Thought this was one of those urban legends that died out. I believe that the coriolis force would be a negligible concern given the distances discussed, but apparently would affect trading rocket fire covering much greater distances. As far as the toilet/sink myth goes, check out the PennState University Bad Meteorology page.

I know that toilette flow is affected by many other factors. Having lived on the equator, I noted that it didn;t go straight down. But the thing about ULs is that people have heard them and they are possible the only exposure to things like corriolis.

I’ve never heard that the Bismark was exceptionally more powerful than the Iowa-class, though is was more powerful, there were substantial engineering flaws and more importantly, its firepower was not really adequate. That’s what I heard.

Well, if it was short in the firepower department, then how could it be ‘more powerful?’
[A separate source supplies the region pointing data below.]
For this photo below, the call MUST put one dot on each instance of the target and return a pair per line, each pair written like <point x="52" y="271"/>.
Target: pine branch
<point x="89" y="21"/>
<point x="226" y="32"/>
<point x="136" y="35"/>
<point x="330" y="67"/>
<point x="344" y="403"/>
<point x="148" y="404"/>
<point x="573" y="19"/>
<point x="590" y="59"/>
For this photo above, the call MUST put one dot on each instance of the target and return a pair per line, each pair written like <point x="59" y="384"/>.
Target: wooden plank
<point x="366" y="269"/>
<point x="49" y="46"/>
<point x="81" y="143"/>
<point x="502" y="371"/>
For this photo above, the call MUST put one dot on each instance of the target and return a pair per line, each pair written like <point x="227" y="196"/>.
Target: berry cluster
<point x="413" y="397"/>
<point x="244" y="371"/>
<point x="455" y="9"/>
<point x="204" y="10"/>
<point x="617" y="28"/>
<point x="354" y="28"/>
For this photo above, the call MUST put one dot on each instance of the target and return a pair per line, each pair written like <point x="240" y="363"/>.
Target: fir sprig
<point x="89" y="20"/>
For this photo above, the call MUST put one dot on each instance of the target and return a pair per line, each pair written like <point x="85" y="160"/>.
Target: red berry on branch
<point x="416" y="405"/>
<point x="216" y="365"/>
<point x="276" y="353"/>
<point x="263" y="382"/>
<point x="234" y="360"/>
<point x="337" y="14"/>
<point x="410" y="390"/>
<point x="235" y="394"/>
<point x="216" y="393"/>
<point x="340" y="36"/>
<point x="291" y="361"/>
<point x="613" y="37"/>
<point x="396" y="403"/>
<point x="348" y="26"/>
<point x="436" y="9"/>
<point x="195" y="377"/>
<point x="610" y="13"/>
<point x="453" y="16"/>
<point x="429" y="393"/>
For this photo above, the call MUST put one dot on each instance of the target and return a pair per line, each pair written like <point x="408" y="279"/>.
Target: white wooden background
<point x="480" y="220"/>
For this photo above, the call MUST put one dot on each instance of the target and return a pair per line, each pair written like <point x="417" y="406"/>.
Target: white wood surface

Main armament-wise, the Iowas were more powerful:

Bismarck: 8 x 15" guns
Iowa: 9 x 16" guns

This does not mean that Polycarp’s statement was wrong, however. The Iowas were not available at the time of the Bismarck’s breakout in 1940, the name ship being commissioned on 22 February 1943. Other US 16" gunned battleships available at the time were slower than the Bismarck.

Therefore, the German ship was a combination of speed and strength that had few equals at the time.

Among the many battleship threads that have been posted in GQ, the following site has turned up as a good reference location:
http://www.battleship.org/
Specifically, for the purpose of comparisons, an excellent page on that site is the Build a Better Battleship comparison of the primary WWII battleship designs.

(The Bismarck did have a design flaw. When Ballard discovered her in the Atlantic, he discovered that her poop had broken off, which mirrored the similarly designed Prinz Eugen heavy cruiser that had its poop break away (although that ship did not sink). However, the Bismarck’s guns, while fewer and slightly smaller than those of the Iowa, were supposed to be faster firing, giving it a bit more throw weight. (The linked page gives the Bismarck the highest throw weight of any battleship, ever. At that point, the argument becomes one of whether the test firing speed of the Bismarck was really that fast in combat and whether the radar directors and firing computers on the Bismarck were superior to those on the Iowa class.)

Actually, after the Swordfish bombers from the Ark Royal disabled the Bismarck’s steering gear, the battleships Rodney and King George V were the primary combatants with the Bismarck and inflicted the damage that rendered her unfit for battle. The Dorsetshire did fire torpedoes into her, but Ballard’s examination seemed to conclude that the Bismarck survivors had been correct that she was actually scuttled and that she was not actually sunk by the Royal Navy. (This last point is simply one of honor; following the bombardment by the two British battleships, the Bismarck was not going to ever be a warship again and the fires would have eventually finished her off.)

And, of course, the U.S. was not in the war when the Bismarck broke out – we were in a state of armed neutrality, giving Britain “all aid short of war” (the official formula at the time). So unless the Bismarck attacked the U.S. or one of our ships, the Iowa (or any U.S. battleship) even if in existence would have not been the appropriate comparison.

Is there any data on the performance of the 18" Japanese naval guns? As I recall, the superbattleships MUSAHI and YAMATO were carefully kept away from combat (the Japanese feared losing them). The YAMATO was sent on a one-way suicide mission to Okinama , in the last year of the war. Halfway there, she was attacked by US Navy dive bombers, and sunk with all hands.
The Japan3se probably could have built 4 carriers for what these ships cost!
I can also imagine that operating them wasn’t cheap-they probably had at least an 800 man crew.